One of the greatest writers, playwrights, and poets of the nineteenth and early twentieth centuries was an Irishman named George Bernard Shaw. Among his credits is a story named "Pygmalion." It is about a professor that takes a woman off of the streets of London to later present her as a lady of high society. You know it as "My Fair Lady," the stage play starring Julie Andrews and film starring Audrey Hepburn. Also, there is the play entitled "The Importance of Being Earnest." You might remember this one from High School English classes. With such works to his name we can see that this is a remarkable writer.
However, there is a sadder and more disturbing side of George Bernard Shaw. Though described by one writer as looking like "Santa's skinny brother" Shaw had a dislike for Christmas. Upon examination of his collected works we see this sentiment creeping up in various places and ways. In fact Shaw is quoted as saying the below statement:
"Christmas is forced upon a reluctant and disgusted nation by the shopkeepers and the press; on its own merits it would wither and shrivel in the fiery breath of universal hatred."
Yes, these words sound more like the famed Ebenezer Scrooge brought to life by the pen of Charles Dickens. But Shaw felt just this way. Christmas was purely commercial to his frame of mind and so he dismissed the deeper meaning of the occasion. Could it be that Dr. Seuss concocted his Grinch after Mr. Shaw? Unlikely. But the two do exhibit the same disdain for the holiday. We can only hope that in later years his heart grew as did that of the Grinch.

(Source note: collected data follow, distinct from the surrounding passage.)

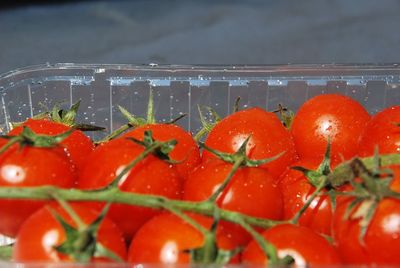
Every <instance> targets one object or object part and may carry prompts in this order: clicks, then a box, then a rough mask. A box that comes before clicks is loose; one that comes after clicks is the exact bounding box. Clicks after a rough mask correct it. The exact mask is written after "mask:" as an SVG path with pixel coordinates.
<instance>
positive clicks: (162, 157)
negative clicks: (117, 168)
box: [106, 130, 180, 188]
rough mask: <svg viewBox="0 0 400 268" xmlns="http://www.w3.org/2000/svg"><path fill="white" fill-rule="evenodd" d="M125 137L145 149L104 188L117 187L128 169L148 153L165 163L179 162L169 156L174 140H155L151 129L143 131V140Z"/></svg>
mask: <svg viewBox="0 0 400 268" xmlns="http://www.w3.org/2000/svg"><path fill="white" fill-rule="evenodd" d="M127 139H128V140H131V141H132V142H134V143H136V144H139V145H141V146H143V147H144V148H145V150H144V151H143V152H142V153H141V154H140V155H138V156H137V157H136V158H135V159H134V160H132V161H131V162H130V163H129V164H128V165H126V167H125V168H124V169H123V170H122V171H121V173H119V175H118V176H117V177H116V178H115V179H114V180H113V181H112V182H111V183H110V184H109V185H108V186H107V187H106V188H110V187H111V188H112V187H117V186H118V183H119V182H120V180H121V179H122V178H123V177H124V176H125V175H126V174H128V172H130V170H131V169H132V168H133V167H134V166H135V165H136V164H137V163H139V162H140V161H142V160H143V159H145V158H146V157H147V156H148V155H149V154H153V155H154V156H156V157H157V158H159V159H161V160H163V161H166V162H167V163H170V164H178V163H180V161H176V160H173V159H171V157H170V156H169V153H170V152H171V151H172V150H173V149H174V148H175V145H176V144H177V142H176V140H170V141H165V142H161V141H157V140H155V139H154V138H153V136H152V132H151V130H148V131H145V132H144V136H143V141H141V140H137V139H135V138H131V137H129V138H127Z"/></svg>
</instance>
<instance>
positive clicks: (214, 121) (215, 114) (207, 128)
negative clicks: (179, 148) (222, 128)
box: [194, 98, 240, 142]
mask: <svg viewBox="0 0 400 268" xmlns="http://www.w3.org/2000/svg"><path fill="white" fill-rule="evenodd" d="M239 100H240V98H238V99H237V101H236V103H235V107H234V112H236V111H237V110H238V109H239ZM202 108H203V109H205V110H206V111H207V113H209V114H210V116H211V122H209V121H208V120H207V119H206V116H205V115H204V114H203V111H202ZM197 110H198V111H199V116H200V122H201V125H202V128H201V129H200V130H199V132H197V133H196V135H194V140H195V141H197V142H199V141H200V140H201V138H202V137H203V136H204V135H206V134H207V133H209V132H210V131H211V130H212V129H213V128H214V126H215V125H216V124H218V123H219V122H220V121H221V120H222V119H221V117H220V116H219V115H218V113H217V112H216V111H215V110H214V109H212V108H211V107H208V106H203V107H200V105H197Z"/></svg>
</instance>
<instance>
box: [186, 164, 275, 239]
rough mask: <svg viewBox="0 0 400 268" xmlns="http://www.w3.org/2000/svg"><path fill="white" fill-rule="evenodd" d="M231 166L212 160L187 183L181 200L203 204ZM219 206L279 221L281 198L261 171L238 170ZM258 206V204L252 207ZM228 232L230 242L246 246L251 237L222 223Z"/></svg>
mask: <svg viewBox="0 0 400 268" xmlns="http://www.w3.org/2000/svg"><path fill="white" fill-rule="evenodd" d="M231 169H232V164H229V163H225V162H223V161H222V160H219V159H211V160H210V161H209V162H207V163H205V164H202V165H201V166H199V167H198V168H197V169H196V170H195V171H194V172H193V173H192V174H191V175H190V176H189V178H188V179H187V180H186V182H185V186H184V191H183V192H184V194H183V199H184V200H190V201H202V200H206V199H208V198H209V197H210V196H211V195H212V194H213V193H214V192H215V191H216V190H217V188H218V186H219V185H220V184H221V183H222V182H223V181H224V180H225V178H226V177H227V175H228V173H229V172H230V170H231ZM217 204H218V206H219V207H221V208H223V209H227V210H231V211H237V212H241V213H245V214H247V215H250V216H254V217H261V218H268V219H273V220H279V219H281V218H282V206H283V204H282V195H281V192H280V190H279V188H278V187H277V186H276V185H275V179H274V178H273V177H272V176H271V175H270V174H269V173H268V172H267V171H266V170H265V169H262V168H240V169H239V170H237V171H236V173H235V175H234V176H233V178H232V181H231V182H230V184H228V186H227V188H225V190H224V191H223V192H222V194H221V195H220V197H219V198H218V199H217ZM255 204H257V205H255ZM221 225H222V226H224V228H225V229H226V231H227V232H229V231H231V233H232V234H231V237H232V241H235V242H236V244H238V245H245V244H246V243H247V242H248V241H249V240H250V239H251V237H250V235H249V234H248V233H247V232H246V231H244V230H243V229H242V228H240V227H239V226H237V225H235V224H232V223H227V222H221Z"/></svg>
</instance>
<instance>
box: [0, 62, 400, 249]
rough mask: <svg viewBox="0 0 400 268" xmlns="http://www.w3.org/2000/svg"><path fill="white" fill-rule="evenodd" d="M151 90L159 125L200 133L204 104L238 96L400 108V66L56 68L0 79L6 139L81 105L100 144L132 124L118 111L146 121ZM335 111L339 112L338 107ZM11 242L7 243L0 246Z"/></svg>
mask: <svg viewBox="0 0 400 268" xmlns="http://www.w3.org/2000/svg"><path fill="white" fill-rule="evenodd" d="M150 88H152V89H153V91H154V101H155V110H156V118H157V119H158V120H159V121H161V122H167V121H170V120H172V119H174V118H176V117H178V116H179V115H181V114H187V116H186V117H184V118H183V119H181V120H180V121H179V122H178V124H179V125H181V126H183V127H184V128H186V129H187V130H189V131H191V132H193V133H195V132H197V131H198V130H199V129H200V127H201V123H200V120H199V114H198V108H197V107H198V105H200V106H204V105H205V106H210V107H212V108H213V109H214V110H215V111H216V112H217V113H218V114H219V115H221V116H225V115H227V114H229V113H230V112H231V111H232V109H233V105H234V103H235V100H236V99H237V97H239V96H240V98H241V100H240V108H247V107H254V106H258V107H262V108H265V109H267V110H270V111H272V110H275V109H276V108H277V107H278V104H282V105H284V106H285V107H288V108H289V109H292V110H294V111H296V110H297V109H298V108H299V107H300V105H301V104H302V103H304V102H305V101H306V100H307V99H309V98H311V97H313V96H316V95H319V94H325V93H340V94H344V95H347V96H350V97H352V98H354V99H356V100H358V101H360V102H361V103H362V104H363V105H364V106H365V107H366V108H367V109H368V111H369V112H370V113H372V114H373V113H376V112H377V111H378V110H380V109H382V108H384V107H387V106H392V105H399V104H400V67H399V66H398V65H397V64H393V65H281V66H158V65H155V64H151V65H143V66H134V65H80V64H55V65H42V66H33V67H28V68H24V69H20V70H15V71H12V72H9V73H6V74H4V75H2V76H0V101H1V106H0V133H3V134H4V133H6V132H7V131H8V130H9V129H10V126H11V124H10V123H11V122H19V121H23V120H25V119H26V118H28V117H31V116H32V115H35V114H38V113H40V112H43V111H45V110H46V109H51V108H52V107H53V106H54V105H55V104H60V105H61V106H63V107H68V106H70V105H71V104H72V103H75V102H76V101H78V100H81V107H80V113H79V118H78V121H79V122H80V123H90V124H95V125H99V126H104V127H106V129H107V131H106V132H97V133H91V134H90V135H91V136H92V138H94V139H99V138H101V137H103V136H104V135H106V134H107V133H109V132H111V131H113V130H114V129H116V128H118V127H119V126H121V125H122V124H124V123H126V120H125V119H124V118H123V117H122V115H121V114H120V112H119V110H118V105H121V106H123V107H125V108H126V109H128V110H129V111H130V112H131V113H133V114H134V115H137V116H145V114H146V107H147V102H148V96H149V91H150ZM337 105H340V103H338V104H337ZM9 241H10V240H8V239H5V238H1V236H0V245H1V244H4V243H7V242H9Z"/></svg>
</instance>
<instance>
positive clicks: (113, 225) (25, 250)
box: [13, 204, 126, 262]
mask: <svg viewBox="0 0 400 268" xmlns="http://www.w3.org/2000/svg"><path fill="white" fill-rule="evenodd" d="M71 207H72V208H73V210H74V211H75V212H76V213H77V214H78V216H79V217H80V218H81V219H82V221H83V222H84V223H86V224H90V223H92V222H93V221H94V220H95V219H96V218H97V217H98V213H96V212H95V211H92V210H90V209H88V208H85V207H82V206H78V205H76V204H72V205H71ZM51 208H52V209H53V211H55V212H56V213H57V214H59V215H60V216H61V217H62V218H63V219H64V220H65V221H66V222H67V223H68V224H70V225H71V226H73V227H75V228H76V226H77V225H76V223H75V222H74V221H73V220H72V219H71V217H70V216H69V215H68V214H67V213H66V212H65V210H64V209H62V208H61V207H60V206H58V205H54V204H53V205H52V206H51ZM65 239H66V234H65V230H64V229H63V227H62V225H61V224H60V223H59V222H58V221H57V219H56V218H55V217H54V215H53V214H52V212H51V210H49V206H45V207H43V208H41V209H40V210H38V211H36V212H35V213H34V214H33V215H32V216H31V217H29V218H28V219H27V220H26V221H25V222H24V224H23V225H22V226H21V230H20V232H19V233H18V236H17V239H16V242H15V245H14V247H13V261H16V262H38V261H41V262H49V261H50V262H66V261H73V259H71V257H70V256H68V255H64V254H61V253H59V252H57V250H56V249H55V248H54V247H55V246H59V245H61V244H62V243H63V242H64V241H65ZM97 241H98V242H100V243H101V244H102V245H103V246H104V247H105V248H107V249H108V250H110V251H112V252H114V253H115V254H116V255H117V256H119V257H120V258H121V259H125V258H126V246H125V241H124V239H123V236H122V233H121V231H120V230H119V229H118V228H117V226H116V225H115V224H114V223H113V222H112V221H110V220H109V219H106V218H105V219H103V221H102V223H101V224H100V227H99V230H98V234H97ZM91 261H93V262H110V261H112V260H111V259H109V258H105V257H93V258H92V260H91Z"/></svg>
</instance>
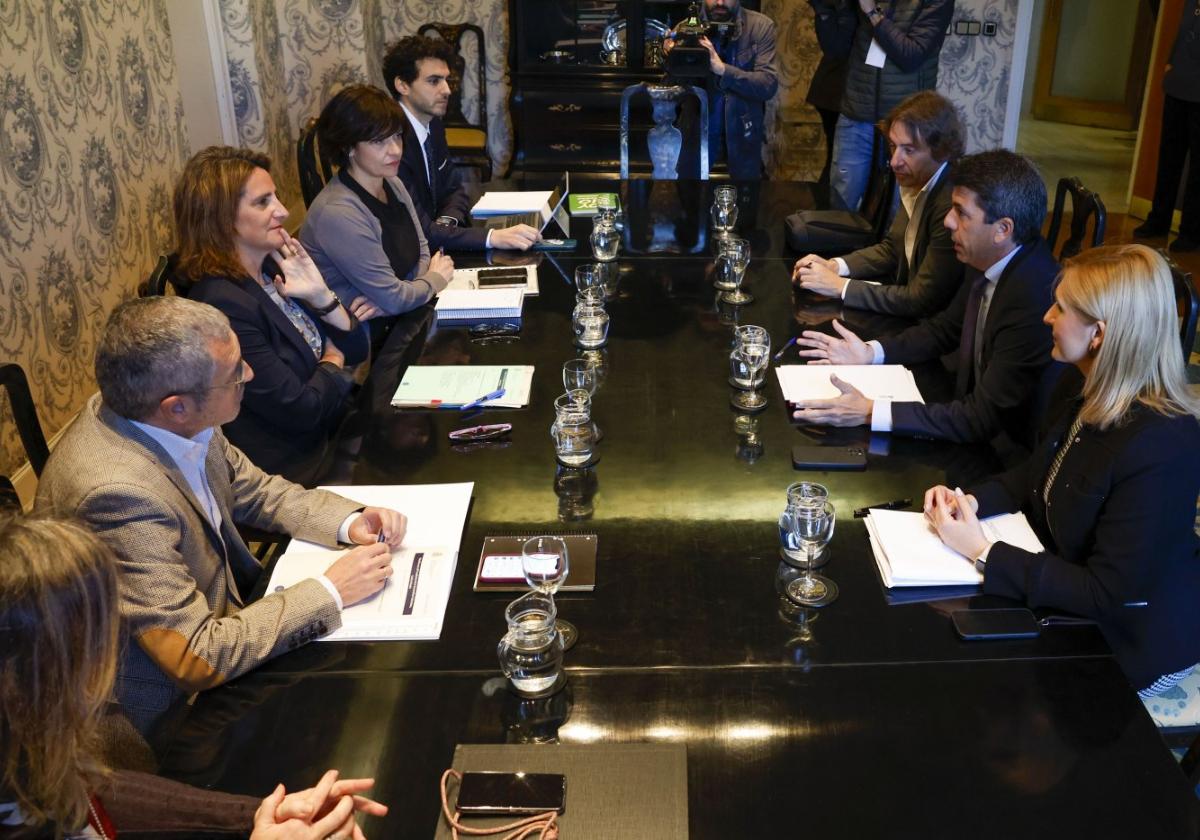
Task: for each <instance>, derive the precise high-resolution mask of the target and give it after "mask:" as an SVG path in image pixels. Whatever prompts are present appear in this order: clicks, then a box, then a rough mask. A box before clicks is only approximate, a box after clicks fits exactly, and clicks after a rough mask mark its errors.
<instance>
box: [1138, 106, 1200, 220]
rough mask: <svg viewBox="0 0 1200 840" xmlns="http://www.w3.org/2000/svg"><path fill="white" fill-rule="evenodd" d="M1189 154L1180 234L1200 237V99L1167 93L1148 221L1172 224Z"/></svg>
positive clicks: (1163, 111) (1181, 208)
mask: <svg viewBox="0 0 1200 840" xmlns="http://www.w3.org/2000/svg"><path fill="white" fill-rule="evenodd" d="M1189 155H1190V158H1192V162H1190V164H1189V167H1188V169H1189V172H1188V181H1187V185H1186V186H1184V187H1183V206H1182V208H1181V209H1182V218H1181V221H1180V235H1181V236H1187V238H1189V239H1200V102H1187V101H1184V100H1177V98H1175V97H1174V96H1170V95H1168V96H1166V97H1165V98H1164V102H1163V139H1162V143H1160V144H1159V146H1158V178H1157V180H1156V181H1154V203H1153V205H1152V206H1151V210H1150V216H1148V217H1147V218H1146V222H1147V223H1148V224H1156V226H1162V227H1170V224H1171V214H1172V212H1174V210H1175V198H1176V197H1177V196H1178V194H1180V180H1181V179H1182V178H1183V162H1184V160H1186V158H1187V157H1188V156H1189Z"/></svg>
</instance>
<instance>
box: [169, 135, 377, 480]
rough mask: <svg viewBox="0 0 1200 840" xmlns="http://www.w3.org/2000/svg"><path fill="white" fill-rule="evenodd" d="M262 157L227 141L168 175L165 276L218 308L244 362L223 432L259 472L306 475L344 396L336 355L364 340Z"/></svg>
mask: <svg viewBox="0 0 1200 840" xmlns="http://www.w3.org/2000/svg"><path fill="white" fill-rule="evenodd" d="M270 166H271V164H270V160H269V158H266V157H265V156H263V155H259V154H257V152H253V151H250V150H247V149H233V148H230V146H210V148H209V149H205V150H203V151H200V152H199V154H197V155H196V156H194V157H192V160H190V161H188V162H187V166H186V167H185V168H184V174H182V175H180V179H179V184H176V186H175V197H174V204H175V228H176V233H178V236H179V268H178V269H176V271H175V276H174V281H175V284H176V287H178V288H180V289H181V290H182V292H185V293H186V294H187V296H188V298H191V299H192V300H198V301H200V302H204V304H210V305H211V306H215V307H216V308H218V310H221V312H223V313H224V314H226V317H228V318H229V323H230V325H232V326H233V331H234V332H235V334H236V335H238V341H239V343H240V344H241V354H242V359H244V360H245V361H246V364H247V366H248V367H250V368H251V370H252V371H253V378H252V379H248V380H247V382H246V385H245V389H246V390H245V396H244V398H242V406H241V413H240V414H239V415H238V418H236V419H234V420H233V421H230V422H228V424H226V425H224V427H223V428H224V433H226V437H228V438H229V439H230V440H232V442H233V443H234V444H235V445H236V446H238V448H239V449H241V450H242V451H244V452H246V455H247V456H248V457H250V460H251V461H253V462H254V463H256V464H257V466H258V467H260V468H262V469H263V470H264V472H268V473H274V474H278V475H283V476H284V478H287V479H290V480H292V481H296V482H299V484H305V485H311V484H313V481H314V480H316V479H317V478H318V476H319V474H320V470H322V468H323V466H324V463H325V458H326V455H329V452H330V444H331V438H332V434H334V432H335V431H336V430H337V427H338V425H340V422H341V420H342V418H343V416H344V415H346V413H347V410H348V408H349V398H348V397H349V395H350V390H352V386H353V380H352V377H350V376H349V373H348V371H347V367H349V366H353V365H356V364H358V362H360V361H364V360H365V359H366V356H367V341H366V336H365V335H364V334H362V330H360V329H359V324H358V320H356V319H355V318H354V316H352V314H350V313H349V311H348V310H347V307H346V306H343V305H342V301H341V300H338V298H337V296H336V295H335V294H334V293H332V292H331V290H330V289H329V287H328V286H326V284H325V280H324V278H323V277H322V275H320V271H318V270H317V266H316V265H314V264H313V262H312V259H311V258H310V257H308V254H307V253H306V252H305V250H304V246H301V245H300V242H299V241H298V240H295V239H293V238H292V236H290V235H289V234H288V232H287V230H286V229H284V228H283V222H284V221H286V220H287V217H288V211H287V208H284V206H283V204H282V203H281V202H280V199H278V197H277V196H276V194H275V182H274V181H272V180H271V174H270Z"/></svg>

Today, we can look at the quote given by Shaw and can see a half truth. Look in the stores and we see that they are pushing Christmas sales long before Halloween. But there is also a lesson. We find that the second part is not true at all. As we look through human history we find that some of the finest moments of humanity took place at this special time. So, today we say not so to Mr. Shaw and are thankful that it is not. But, we will let you decide about the similarities of Shaw and Seuss' character.